Intravenous lidocaine must not be used in patients with hereditary acute porphyria.
This medicinal product contains less than 1 mmol (23 mg) sodium per 100 ml, i.e. essentially "sodium-free".
Effects on ability to drive and use machines: Patients should be advised that performance at skilled tasks, such as driving and operating machinery, may be impaired for some time after use of propofol.
After administration of Fresofol 1% MCT/LCT, the patient should be kept under observation for an appropriate period of time. The patient should be instructed not to drive, operate machinery, or work in potentially hazardous situations. The patient should not be allowed to go home unaccompanied, and should be instructed to avoid consumption of alcohol.

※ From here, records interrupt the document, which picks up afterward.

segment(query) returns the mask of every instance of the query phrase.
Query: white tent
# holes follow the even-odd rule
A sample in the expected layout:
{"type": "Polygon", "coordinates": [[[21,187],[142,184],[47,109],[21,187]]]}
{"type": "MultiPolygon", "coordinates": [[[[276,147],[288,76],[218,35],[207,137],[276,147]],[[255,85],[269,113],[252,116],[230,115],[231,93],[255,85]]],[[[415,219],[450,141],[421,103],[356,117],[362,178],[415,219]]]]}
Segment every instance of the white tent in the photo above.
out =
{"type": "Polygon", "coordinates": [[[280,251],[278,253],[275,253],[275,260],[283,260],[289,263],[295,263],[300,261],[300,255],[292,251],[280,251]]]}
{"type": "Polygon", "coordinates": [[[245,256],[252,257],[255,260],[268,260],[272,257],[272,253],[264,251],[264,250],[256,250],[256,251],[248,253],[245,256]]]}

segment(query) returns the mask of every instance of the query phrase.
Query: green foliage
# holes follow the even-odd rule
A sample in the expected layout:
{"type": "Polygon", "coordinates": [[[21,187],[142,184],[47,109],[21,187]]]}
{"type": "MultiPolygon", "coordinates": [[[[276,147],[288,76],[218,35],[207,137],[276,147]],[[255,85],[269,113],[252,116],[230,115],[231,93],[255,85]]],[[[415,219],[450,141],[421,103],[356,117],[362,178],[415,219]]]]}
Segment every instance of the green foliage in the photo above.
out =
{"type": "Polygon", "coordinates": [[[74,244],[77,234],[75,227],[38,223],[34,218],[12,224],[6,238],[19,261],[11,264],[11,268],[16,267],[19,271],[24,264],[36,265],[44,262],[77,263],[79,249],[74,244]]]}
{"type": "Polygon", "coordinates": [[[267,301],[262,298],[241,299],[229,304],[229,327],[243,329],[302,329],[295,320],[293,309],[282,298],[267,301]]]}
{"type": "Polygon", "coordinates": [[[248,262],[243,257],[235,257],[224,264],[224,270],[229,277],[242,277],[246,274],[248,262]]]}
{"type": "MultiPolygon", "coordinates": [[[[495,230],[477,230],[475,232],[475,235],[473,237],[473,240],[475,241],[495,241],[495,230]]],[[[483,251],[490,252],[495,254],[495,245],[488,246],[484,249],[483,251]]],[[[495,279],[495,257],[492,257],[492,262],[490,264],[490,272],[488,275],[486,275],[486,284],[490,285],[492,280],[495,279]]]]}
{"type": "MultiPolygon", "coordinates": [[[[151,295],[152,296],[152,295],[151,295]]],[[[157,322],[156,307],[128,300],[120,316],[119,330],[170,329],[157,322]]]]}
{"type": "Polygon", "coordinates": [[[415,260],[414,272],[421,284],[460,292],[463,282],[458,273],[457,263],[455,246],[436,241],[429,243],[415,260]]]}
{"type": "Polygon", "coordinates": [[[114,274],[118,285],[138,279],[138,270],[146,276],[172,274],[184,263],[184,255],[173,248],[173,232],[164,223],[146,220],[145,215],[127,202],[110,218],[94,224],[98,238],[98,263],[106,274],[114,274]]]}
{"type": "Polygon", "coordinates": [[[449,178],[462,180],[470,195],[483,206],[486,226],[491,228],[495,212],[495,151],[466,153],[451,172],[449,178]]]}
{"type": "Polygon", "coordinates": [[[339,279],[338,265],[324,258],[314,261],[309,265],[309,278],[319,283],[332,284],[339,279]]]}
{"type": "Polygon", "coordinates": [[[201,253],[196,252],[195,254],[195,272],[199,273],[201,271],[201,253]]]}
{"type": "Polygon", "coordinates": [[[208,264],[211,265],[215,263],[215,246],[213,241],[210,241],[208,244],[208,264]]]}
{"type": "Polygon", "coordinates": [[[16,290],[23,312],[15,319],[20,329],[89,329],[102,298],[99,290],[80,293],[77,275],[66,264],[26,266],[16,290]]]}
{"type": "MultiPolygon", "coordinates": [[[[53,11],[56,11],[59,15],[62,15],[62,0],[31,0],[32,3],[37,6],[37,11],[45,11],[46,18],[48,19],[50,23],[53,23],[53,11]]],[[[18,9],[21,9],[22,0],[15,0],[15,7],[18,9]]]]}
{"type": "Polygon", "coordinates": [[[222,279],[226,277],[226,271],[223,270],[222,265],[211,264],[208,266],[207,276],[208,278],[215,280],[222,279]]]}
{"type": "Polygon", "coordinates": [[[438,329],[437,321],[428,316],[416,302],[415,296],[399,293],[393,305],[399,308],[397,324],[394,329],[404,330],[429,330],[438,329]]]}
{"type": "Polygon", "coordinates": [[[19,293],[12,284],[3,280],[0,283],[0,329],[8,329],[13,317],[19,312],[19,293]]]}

Propofol-induced impairment is not generally detectable beyond 12 hours (see as previously mentioned).
Use in Children: The use of propofol is not recommended in newborn infants as this patient population has not been fully investigated. Pharmacokinetic data indicate that clearance is considerably reduced in neonates and has a very high interindividual variability. Relative overdose could occur on administering doses recommended for older children and result in severe cardiovascular depression.
Fresofol 1% MCT/LCT is not advised for general anaesthesia in children younger than 1 month of age.
Due to the limited data available, the use of target controlled infusion (TCI) in the paediatric population below 2 years of age cannot be recommended.
Propofol must not be used in patients of 16 years of age or younger for sedation for intensive care as the safety and efficacy of propofol for sedation in this age group have not been demonstrated (see Contraindications).